Summary France's right-wing parties appeared to have edged out National Front in local elections.
PARIS (AFP) - France s right-wing parties led by former president Nicolas Sarkozy, appeared to have edged out the far-right National Front to take first place in local elections on Sunday.
A range of polling firms put a conservative alliance, including Sarkozy s opposition UMP, in the lead after the first round of the elections with between 29.7 and 32.5 percent of the vote.
The results put a dampener on the recent run of victories for the anti-EU and anti-immigration National Front (FN) led by Marine Le Pen, which had dominated the airwaves during the campaign.
The FN topped opinion polls going into the vote and appeared to be capitalising on France s stagnant economy.
But the initial results showed it taking between 24.5 and 26.4 percent in Sunday s elections for 101 "departments", which have power over local issues such as school and welfare budgets.
That still put it ahead of the ruling Socialist Party of President Francois Hollande, whose failure to address double-digit unemployment has seen him haemorrhage support since he took charge in 2012.
The Socialists took between 19.7 and 24 percent, but a range of other left-wing parties took up to 7.7 percent more, according to pollsters.
The mainstream parties will be able to call on smaller allies when voters return for run-off elections next Sunday, while the FN will struggle to find allies.
"There will be no local or national deal with the leaders of the FN," declared Sarkozy immediately after the initial figures were released.
The mainstream parties have closed ranks in recent weeks against the FN.
"Tonight, the far-right, even if it is too high, is not the leading political party in France," said Socialist Prime Minister Manuel Valls.
He called on voters to back either the left or right in next week s second-round run-offs to keep the far right from power.
The FN went into the elections polling around 30 percent and neck-and-neck with Sarkozy s right-wing alliance of the Union for a Popular Movement and the Union of Democrats and Independents (UDI).
Le Pen returned to a common theme of her campaign after the results were announced, saying the mainstream parties were conspiring in a campaign of "hate" against her party.
She remained bullish about the initial results, pointing to the fact they were higher than the party s victorious tally in last year s European polls.
"This massive vote for the National Front that is taking root in election after election shows that the French want to rediscover their freedom," she said.
"Send home those who have brought France to her knees, and bring a new political generation to power."
Despite weaker results on Sunday, the FN has still enjoyed a run of strong results in recent votes, coming first in the European elections last year and winning control of 11 town halls.
Le Pen is hoping this momentum will carry forward to a successful run at the presidency in 2017.
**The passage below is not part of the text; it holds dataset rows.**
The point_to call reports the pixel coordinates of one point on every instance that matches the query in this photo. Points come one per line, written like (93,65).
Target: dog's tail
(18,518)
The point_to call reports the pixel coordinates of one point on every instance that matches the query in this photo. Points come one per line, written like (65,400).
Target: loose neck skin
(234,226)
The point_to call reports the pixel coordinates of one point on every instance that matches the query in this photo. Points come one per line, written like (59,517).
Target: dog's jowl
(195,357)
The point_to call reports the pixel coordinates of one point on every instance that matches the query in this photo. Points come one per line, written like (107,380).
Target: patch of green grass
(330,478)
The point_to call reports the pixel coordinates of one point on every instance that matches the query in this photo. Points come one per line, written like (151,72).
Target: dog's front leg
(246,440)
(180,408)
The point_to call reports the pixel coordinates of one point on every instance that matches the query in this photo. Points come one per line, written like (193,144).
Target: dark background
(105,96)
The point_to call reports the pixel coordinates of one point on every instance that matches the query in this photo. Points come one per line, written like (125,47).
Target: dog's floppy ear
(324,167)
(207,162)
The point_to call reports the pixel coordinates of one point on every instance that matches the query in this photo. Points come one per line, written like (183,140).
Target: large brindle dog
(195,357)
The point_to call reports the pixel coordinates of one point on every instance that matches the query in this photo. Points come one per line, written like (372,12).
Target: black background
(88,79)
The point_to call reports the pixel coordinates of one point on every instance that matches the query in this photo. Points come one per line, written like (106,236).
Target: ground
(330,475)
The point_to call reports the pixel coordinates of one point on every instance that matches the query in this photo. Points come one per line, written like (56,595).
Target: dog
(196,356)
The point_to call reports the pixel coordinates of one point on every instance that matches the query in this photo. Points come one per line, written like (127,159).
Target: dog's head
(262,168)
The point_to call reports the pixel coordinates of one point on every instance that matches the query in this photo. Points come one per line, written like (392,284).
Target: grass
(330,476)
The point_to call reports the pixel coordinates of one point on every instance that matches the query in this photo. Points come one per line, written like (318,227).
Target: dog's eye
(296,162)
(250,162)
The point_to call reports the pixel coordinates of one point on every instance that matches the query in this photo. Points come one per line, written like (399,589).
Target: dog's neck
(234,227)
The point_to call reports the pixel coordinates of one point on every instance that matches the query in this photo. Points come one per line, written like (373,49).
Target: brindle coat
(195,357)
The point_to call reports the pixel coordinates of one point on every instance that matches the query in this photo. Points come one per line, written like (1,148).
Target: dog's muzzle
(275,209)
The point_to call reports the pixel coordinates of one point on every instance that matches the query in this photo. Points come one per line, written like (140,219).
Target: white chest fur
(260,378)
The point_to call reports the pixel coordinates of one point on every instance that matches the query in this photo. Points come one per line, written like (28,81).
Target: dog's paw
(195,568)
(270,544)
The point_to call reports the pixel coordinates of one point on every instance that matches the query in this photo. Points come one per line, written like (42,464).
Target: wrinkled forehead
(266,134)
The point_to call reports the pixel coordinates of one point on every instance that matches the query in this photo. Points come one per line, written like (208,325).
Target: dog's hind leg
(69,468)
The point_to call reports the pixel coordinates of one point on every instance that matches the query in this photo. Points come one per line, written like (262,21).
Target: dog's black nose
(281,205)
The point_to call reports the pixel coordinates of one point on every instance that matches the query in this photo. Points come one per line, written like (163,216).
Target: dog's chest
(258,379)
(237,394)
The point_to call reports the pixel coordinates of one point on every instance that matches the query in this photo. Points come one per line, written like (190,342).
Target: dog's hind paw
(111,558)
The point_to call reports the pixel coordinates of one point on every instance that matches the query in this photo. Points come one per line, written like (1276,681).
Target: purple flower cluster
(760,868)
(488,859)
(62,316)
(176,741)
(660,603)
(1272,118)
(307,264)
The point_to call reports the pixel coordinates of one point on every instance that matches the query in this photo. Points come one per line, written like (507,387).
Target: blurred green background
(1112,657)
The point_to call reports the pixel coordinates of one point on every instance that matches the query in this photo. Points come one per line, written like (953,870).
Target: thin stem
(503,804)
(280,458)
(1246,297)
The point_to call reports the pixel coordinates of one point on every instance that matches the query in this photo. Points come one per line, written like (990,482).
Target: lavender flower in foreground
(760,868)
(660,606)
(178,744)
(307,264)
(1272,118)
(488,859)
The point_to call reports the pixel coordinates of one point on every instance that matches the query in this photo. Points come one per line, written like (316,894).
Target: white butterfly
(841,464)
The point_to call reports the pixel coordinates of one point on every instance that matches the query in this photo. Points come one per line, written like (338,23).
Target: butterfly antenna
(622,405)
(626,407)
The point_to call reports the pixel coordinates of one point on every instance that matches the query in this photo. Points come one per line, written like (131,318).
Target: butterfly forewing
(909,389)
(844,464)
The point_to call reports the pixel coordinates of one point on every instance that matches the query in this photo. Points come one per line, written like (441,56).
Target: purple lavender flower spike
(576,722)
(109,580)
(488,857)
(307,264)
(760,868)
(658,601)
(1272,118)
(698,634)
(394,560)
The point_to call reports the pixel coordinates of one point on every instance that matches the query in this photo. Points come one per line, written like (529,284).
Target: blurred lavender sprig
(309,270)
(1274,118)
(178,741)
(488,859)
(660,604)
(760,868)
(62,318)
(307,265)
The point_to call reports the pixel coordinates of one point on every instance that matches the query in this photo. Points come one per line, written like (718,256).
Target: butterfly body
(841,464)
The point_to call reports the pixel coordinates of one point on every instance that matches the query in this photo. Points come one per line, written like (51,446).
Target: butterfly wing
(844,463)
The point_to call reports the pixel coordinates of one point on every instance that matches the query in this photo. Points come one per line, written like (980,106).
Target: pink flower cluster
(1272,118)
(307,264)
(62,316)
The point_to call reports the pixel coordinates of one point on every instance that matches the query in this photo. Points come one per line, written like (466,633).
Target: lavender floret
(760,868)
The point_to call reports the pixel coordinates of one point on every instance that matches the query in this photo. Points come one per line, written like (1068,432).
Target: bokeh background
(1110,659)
Earlier this week, she declared her party would "invade the Elysee (presidential palace)".
Her party has capitalised on anger over France s lacklustre economy, as well as the politically explosive issues of immigration and the integration of Islam into French society after the Paris terrorist attacks.
But it has also benefited from Hollande s disastrous popularity figures.
His ratings have hit record lows, despite a temporary boost in the wake of the January jihadist attacks on the Charlie Hebdo magazine and a Jewish supermarket, when he was credited with rallying the country.
Despite the recent rise of the far right, the Communist party (PCF) said it was confident of hanging onto the two departments it still controls in the Allier and the Val-de-Marne near Paris in tight second-round battles.